In November, jobs available decreased by 4% compared to the previous month and were down 39% compared to the same time last year. Professionals seeking jobs were also down, both month-on-month and year-on-year.
London Employment Monitor November 2018 highlights:
After two years of wrangling, Theresa May reached an agreement with European leaders on the terms of the UK’s wearying divorce from the EU. On Tuesday, the proposal faces a potentially even tougher hurdle: The House of Commons. The proposal was notably light on details pertaining to the future of the financial services industry. “It’s stunning to see that in a 585 page plan for Britain’s future, an industry that contributes £119 billion a year to the economy barely gets a mention”, said Hakan Enver, Managing Director, Morgan McKinley.
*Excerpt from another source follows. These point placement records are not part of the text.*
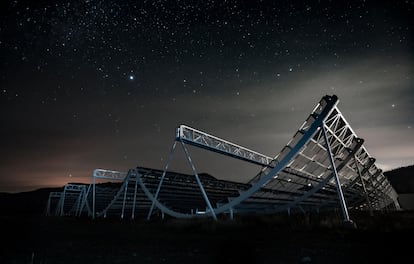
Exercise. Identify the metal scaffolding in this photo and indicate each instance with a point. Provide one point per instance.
(324, 166)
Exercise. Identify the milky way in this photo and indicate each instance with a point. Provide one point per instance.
(103, 84)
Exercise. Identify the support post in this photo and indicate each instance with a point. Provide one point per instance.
(363, 186)
(198, 181)
(338, 184)
(62, 201)
(161, 180)
(93, 196)
(125, 193)
(135, 195)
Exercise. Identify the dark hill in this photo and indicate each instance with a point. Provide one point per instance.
(26, 203)
(402, 179)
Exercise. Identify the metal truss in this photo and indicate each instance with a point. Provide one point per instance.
(71, 201)
(201, 139)
(324, 166)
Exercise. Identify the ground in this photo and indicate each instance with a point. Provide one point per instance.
(318, 238)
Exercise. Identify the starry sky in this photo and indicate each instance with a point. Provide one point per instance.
(103, 84)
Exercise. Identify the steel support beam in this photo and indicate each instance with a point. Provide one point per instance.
(335, 174)
(363, 186)
(187, 154)
(161, 179)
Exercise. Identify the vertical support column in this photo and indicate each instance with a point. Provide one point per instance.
(135, 194)
(93, 196)
(62, 201)
(161, 180)
(363, 186)
(198, 181)
(338, 184)
(125, 193)
(48, 207)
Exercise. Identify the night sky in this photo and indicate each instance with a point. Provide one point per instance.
(104, 84)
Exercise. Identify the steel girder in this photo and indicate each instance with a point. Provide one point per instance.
(323, 159)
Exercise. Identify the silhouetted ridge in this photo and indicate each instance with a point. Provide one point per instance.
(402, 179)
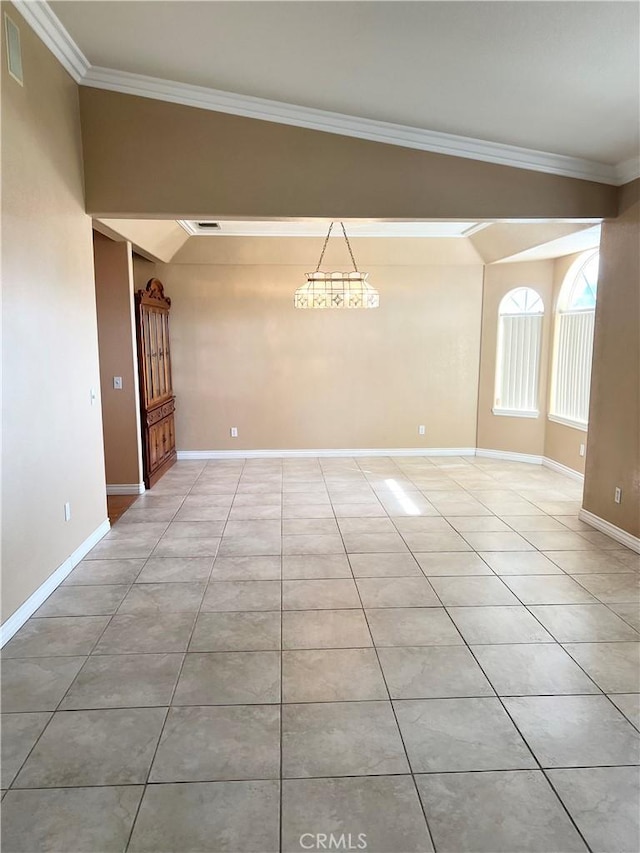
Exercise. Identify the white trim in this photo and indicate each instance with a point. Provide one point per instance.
(280, 454)
(617, 533)
(48, 27)
(558, 419)
(628, 170)
(279, 112)
(563, 469)
(318, 228)
(125, 489)
(17, 619)
(515, 413)
(509, 456)
(530, 459)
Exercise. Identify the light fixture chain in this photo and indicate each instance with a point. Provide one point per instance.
(326, 240)
(353, 260)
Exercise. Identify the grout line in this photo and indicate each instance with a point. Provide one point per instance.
(341, 481)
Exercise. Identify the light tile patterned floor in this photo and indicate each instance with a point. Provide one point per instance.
(433, 653)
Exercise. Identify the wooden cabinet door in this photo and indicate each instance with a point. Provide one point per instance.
(155, 445)
(156, 391)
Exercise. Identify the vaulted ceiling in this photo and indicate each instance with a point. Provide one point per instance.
(557, 77)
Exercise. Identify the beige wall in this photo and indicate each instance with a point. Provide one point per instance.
(52, 435)
(160, 239)
(614, 416)
(499, 432)
(537, 436)
(118, 357)
(244, 357)
(149, 158)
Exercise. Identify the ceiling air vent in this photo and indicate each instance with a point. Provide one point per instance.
(14, 54)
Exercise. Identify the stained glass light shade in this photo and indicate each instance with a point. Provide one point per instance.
(336, 290)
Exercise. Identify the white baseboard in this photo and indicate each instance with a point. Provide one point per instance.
(563, 469)
(17, 619)
(508, 456)
(611, 530)
(531, 459)
(125, 489)
(280, 454)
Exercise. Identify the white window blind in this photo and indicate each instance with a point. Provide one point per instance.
(575, 321)
(518, 354)
(574, 345)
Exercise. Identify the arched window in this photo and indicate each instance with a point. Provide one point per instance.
(518, 357)
(573, 344)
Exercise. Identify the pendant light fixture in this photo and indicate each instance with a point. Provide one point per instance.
(336, 289)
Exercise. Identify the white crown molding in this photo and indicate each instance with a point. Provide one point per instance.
(48, 27)
(604, 526)
(344, 125)
(184, 455)
(17, 619)
(318, 228)
(126, 489)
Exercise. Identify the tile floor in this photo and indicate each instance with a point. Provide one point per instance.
(412, 654)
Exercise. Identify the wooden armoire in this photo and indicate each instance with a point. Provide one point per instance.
(157, 402)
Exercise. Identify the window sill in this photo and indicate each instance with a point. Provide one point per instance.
(515, 413)
(558, 419)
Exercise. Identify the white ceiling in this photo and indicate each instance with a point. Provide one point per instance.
(320, 227)
(559, 77)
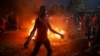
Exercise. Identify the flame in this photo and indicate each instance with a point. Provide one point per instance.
(50, 34)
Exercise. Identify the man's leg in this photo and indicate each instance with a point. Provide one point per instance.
(48, 47)
(36, 48)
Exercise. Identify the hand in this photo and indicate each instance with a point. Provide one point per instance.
(62, 36)
(26, 45)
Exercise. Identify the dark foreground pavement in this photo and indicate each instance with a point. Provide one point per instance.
(11, 44)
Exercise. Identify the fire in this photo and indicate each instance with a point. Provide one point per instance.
(50, 34)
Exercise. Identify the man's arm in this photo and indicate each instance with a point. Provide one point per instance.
(54, 30)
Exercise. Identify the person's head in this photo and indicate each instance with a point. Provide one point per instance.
(43, 11)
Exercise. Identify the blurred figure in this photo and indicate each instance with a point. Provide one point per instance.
(41, 25)
(97, 38)
(83, 25)
(2, 24)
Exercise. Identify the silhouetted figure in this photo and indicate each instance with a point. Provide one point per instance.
(41, 25)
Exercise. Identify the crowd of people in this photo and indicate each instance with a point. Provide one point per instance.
(88, 25)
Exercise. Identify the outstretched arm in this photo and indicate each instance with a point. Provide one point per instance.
(54, 30)
(30, 36)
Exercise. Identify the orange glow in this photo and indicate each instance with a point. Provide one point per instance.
(50, 34)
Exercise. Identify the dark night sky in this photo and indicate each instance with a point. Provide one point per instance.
(88, 3)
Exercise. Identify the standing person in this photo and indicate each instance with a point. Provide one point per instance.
(97, 38)
(41, 25)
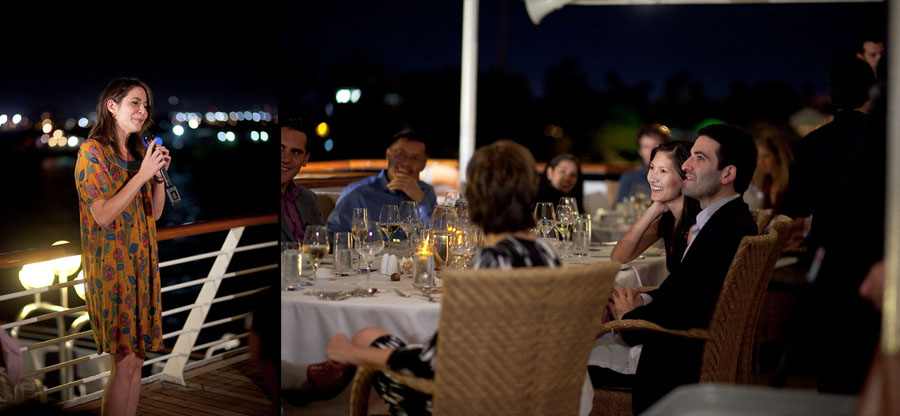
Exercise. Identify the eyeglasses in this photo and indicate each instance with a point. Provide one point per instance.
(401, 156)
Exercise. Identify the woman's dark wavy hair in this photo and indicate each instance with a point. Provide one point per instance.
(502, 185)
(105, 130)
(679, 151)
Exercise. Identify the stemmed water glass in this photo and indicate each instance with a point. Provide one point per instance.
(360, 222)
(564, 220)
(570, 201)
(463, 245)
(546, 227)
(315, 244)
(369, 245)
(543, 211)
(389, 220)
(409, 220)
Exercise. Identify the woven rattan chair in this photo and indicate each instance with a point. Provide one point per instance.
(752, 265)
(512, 342)
(781, 227)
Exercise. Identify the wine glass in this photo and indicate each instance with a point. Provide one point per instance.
(443, 218)
(462, 209)
(544, 210)
(315, 244)
(369, 245)
(570, 201)
(409, 220)
(546, 227)
(389, 220)
(463, 245)
(564, 220)
(360, 222)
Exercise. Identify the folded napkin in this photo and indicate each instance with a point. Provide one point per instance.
(389, 264)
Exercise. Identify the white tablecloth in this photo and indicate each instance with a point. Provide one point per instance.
(308, 323)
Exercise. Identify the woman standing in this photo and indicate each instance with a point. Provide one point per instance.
(120, 198)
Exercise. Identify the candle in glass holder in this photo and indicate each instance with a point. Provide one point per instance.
(423, 266)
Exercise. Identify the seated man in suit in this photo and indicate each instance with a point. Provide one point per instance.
(399, 182)
(298, 204)
(718, 172)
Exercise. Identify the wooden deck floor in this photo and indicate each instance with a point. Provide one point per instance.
(232, 387)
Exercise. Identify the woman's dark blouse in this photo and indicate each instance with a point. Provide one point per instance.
(675, 245)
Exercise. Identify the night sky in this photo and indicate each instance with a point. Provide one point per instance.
(716, 44)
(59, 58)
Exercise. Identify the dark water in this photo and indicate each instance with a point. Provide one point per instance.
(217, 180)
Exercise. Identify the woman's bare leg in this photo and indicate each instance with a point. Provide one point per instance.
(135, 392)
(117, 393)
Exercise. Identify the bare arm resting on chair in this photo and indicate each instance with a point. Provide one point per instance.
(344, 351)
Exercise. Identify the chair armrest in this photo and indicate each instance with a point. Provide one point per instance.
(642, 325)
(645, 289)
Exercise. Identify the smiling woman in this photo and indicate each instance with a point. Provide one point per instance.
(120, 198)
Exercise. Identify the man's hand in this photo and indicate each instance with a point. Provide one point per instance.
(340, 349)
(407, 184)
(623, 300)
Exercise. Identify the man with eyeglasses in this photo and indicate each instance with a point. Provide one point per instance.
(399, 182)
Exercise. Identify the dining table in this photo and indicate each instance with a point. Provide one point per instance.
(312, 315)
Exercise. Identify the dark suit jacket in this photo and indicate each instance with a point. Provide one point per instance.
(307, 208)
(686, 300)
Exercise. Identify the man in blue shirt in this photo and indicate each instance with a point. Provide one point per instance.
(400, 182)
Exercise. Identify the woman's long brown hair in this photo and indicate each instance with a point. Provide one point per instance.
(105, 129)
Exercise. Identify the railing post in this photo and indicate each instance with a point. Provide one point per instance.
(174, 369)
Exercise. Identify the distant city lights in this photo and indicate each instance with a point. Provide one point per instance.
(322, 129)
(342, 96)
(347, 95)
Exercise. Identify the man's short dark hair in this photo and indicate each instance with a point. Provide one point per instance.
(869, 36)
(502, 186)
(296, 123)
(406, 134)
(655, 130)
(849, 81)
(736, 147)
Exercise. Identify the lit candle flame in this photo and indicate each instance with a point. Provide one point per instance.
(424, 249)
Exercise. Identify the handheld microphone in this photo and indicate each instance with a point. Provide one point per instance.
(171, 190)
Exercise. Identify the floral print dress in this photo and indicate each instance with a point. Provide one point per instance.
(121, 266)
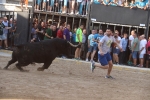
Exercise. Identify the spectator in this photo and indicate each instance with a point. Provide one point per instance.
(65, 6)
(44, 5)
(48, 34)
(120, 2)
(78, 41)
(106, 2)
(126, 3)
(1, 32)
(38, 2)
(5, 32)
(98, 37)
(14, 28)
(74, 36)
(132, 4)
(148, 53)
(116, 50)
(135, 49)
(131, 38)
(66, 33)
(142, 49)
(78, 6)
(54, 31)
(87, 5)
(113, 3)
(60, 32)
(26, 4)
(90, 45)
(142, 4)
(124, 42)
(34, 34)
(97, 1)
(83, 42)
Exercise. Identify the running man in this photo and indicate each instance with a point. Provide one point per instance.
(104, 55)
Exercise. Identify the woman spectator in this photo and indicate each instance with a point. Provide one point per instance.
(142, 4)
(60, 32)
(148, 53)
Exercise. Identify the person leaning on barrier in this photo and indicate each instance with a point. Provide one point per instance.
(48, 34)
(148, 53)
(83, 42)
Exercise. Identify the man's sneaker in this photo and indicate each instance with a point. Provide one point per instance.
(109, 77)
(92, 66)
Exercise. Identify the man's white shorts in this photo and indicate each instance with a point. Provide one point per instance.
(3, 37)
(141, 56)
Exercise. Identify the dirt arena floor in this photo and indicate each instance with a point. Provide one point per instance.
(71, 80)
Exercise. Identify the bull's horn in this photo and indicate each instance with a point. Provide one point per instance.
(73, 44)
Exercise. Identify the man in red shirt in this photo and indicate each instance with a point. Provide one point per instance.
(60, 32)
(148, 53)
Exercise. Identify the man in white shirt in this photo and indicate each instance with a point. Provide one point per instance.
(142, 49)
(116, 50)
(131, 38)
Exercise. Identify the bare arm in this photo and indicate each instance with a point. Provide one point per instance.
(64, 37)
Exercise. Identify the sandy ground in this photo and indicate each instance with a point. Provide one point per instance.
(71, 80)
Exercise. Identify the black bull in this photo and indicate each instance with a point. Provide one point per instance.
(40, 52)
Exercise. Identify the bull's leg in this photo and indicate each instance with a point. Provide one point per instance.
(18, 65)
(13, 60)
(45, 66)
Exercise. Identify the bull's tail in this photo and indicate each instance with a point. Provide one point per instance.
(13, 60)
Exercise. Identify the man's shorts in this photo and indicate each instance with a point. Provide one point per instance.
(92, 48)
(147, 56)
(134, 54)
(141, 56)
(82, 47)
(104, 59)
(3, 37)
(116, 51)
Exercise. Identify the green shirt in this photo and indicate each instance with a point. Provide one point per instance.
(1, 28)
(49, 32)
(135, 41)
(79, 32)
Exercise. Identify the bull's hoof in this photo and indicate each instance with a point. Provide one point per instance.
(24, 70)
(5, 68)
(40, 69)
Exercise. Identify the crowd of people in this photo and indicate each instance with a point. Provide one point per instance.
(137, 44)
(142, 4)
(7, 31)
(80, 7)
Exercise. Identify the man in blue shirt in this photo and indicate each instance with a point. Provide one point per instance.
(91, 47)
(124, 42)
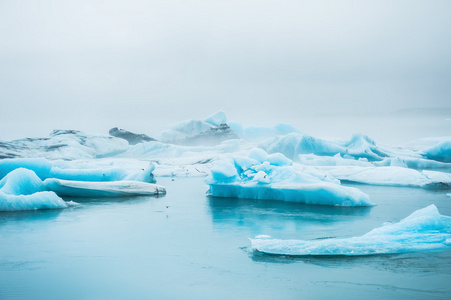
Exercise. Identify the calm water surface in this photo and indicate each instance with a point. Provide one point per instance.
(188, 246)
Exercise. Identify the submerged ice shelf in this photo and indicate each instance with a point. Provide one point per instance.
(275, 177)
(102, 188)
(23, 190)
(425, 229)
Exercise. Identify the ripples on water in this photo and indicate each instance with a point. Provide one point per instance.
(186, 245)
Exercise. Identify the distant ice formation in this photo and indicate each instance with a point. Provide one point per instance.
(440, 152)
(22, 189)
(102, 188)
(212, 131)
(292, 145)
(56, 169)
(64, 144)
(130, 137)
(391, 175)
(275, 177)
(425, 229)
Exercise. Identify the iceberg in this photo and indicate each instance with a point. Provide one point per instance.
(211, 131)
(275, 177)
(425, 229)
(440, 152)
(259, 133)
(392, 175)
(22, 189)
(294, 144)
(73, 171)
(64, 144)
(131, 137)
(102, 188)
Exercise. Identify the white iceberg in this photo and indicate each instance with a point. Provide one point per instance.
(393, 176)
(425, 229)
(64, 144)
(294, 144)
(74, 170)
(275, 177)
(440, 152)
(259, 133)
(102, 188)
(211, 131)
(22, 189)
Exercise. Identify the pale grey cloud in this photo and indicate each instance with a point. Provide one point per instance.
(143, 65)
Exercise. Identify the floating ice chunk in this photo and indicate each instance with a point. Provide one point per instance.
(22, 189)
(105, 174)
(440, 152)
(64, 144)
(102, 188)
(257, 133)
(257, 178)
(278, 159)
(425, 229)
(259, 155)
(336, 160)
(40, 166)
(394, 176)
(294, 144)
(224, 172)
(217, 119)
(145, 176)
(71, 171)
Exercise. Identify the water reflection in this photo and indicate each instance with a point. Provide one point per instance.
(437, 262)
(29, 215)
(279, 216)
(108, 200)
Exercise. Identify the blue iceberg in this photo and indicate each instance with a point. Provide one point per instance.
(102, 188)
(440, 152)
(275, 177)
(294, 144)
(22, 189)
(425, 229)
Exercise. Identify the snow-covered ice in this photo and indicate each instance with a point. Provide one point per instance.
(275, 177)
(102, 188)
(291, 145)
(22, 189)
(425, 229)
(392, 176)
(64, 144)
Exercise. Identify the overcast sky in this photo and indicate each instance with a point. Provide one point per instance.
(143, 65)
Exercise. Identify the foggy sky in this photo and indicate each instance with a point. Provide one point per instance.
(143, 65)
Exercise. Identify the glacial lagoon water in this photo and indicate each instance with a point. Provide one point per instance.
(186, 245)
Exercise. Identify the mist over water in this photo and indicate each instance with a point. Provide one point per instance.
(331, 69)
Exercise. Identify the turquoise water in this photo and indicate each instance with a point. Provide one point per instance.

New jobs came to market in November at a rate of 4% less than in October, and were down by 39%, year-on-year. “In November of 2017 jobs were up by 5% from the previous month, and only down by 3% from the previous year”, said Enver. “Brexit has taken a considerable bite out of banking jobs and with an ambiguous Brexit deal on the table, the City’s bracing for more pain ahead”.
After months of steep incline, job seeker figures are down in November by 14% month-on-month and by 28% year-on-year. “It’s been a year of peaks and troughs for job seekers. When you balance it out over the course of the year, however, it’s a relatively flat trend. We are ending the year very much where we began”, said Enver. The annual holiday season slow down coincides with the looming Brexit deadline which will determine who can and who cannot work in Britain.
Ambitious professionals across the globe look to London for career advancement opportunities and growth, a scenario that is unlikely to change in a post-Brexit UK. However, financial services employers are anxiously awaiting signs from political leaders that they intend to ease the process of visas for highly skilled individuals worldwide. “If visa regulations aren’t modernised, the government will shrink the City’s talent pool, effectively shrinking the economy”, said Enver.
The hope is that added residency barriers for EU nationals will be offset by an easing of visa barriers for qualified professionals from highly competitive hubs in Asia and the United States. “We are forced to think outside the EU paradigm, which is uncomfortable and disappointing, but also offers opportunities for a truly meritocratic visa system that would enable recruitment from top financial services cities and tech hubs worldwide”.
The need is especially acute as businesses are decreasingly able to justify housing their European operations in Britain. “The bulk of those jobs are leaving for good, but industries change. With a truly global talent pool there’s no limit to the types of financial services and FinTech innovation that London can generate”.
New trade deals are central to the government’s post-Brexit strategy and, if successful, would ease the blow from increased barriers to trade and cooperation with the EU. As with opening the door to highly skilled professionals, many in the business sector are hoping for increased ease of trade with countries across the globe. “When one door closes, another opens. Britain needs to dust itself off and go boldly into a post-EU future. That means renegotiated trade deals, and passporting agreements with nations beyond Europe”, said Enver. “There is no rule that says we either have to do business exactly the same way we did five years ago, or do no business at all”.
November 18 saw an average salary change of 21% for City professionals moving from one organisation to another. “What is apparent is that the lower flow of individuals searching for new employment isn’t deterring institutions from offering a premium to secure their services. Historically, the year end is a time where candidates are put off from looking to move. In fact, there are some serious benefits to consider moving now.” said Enver.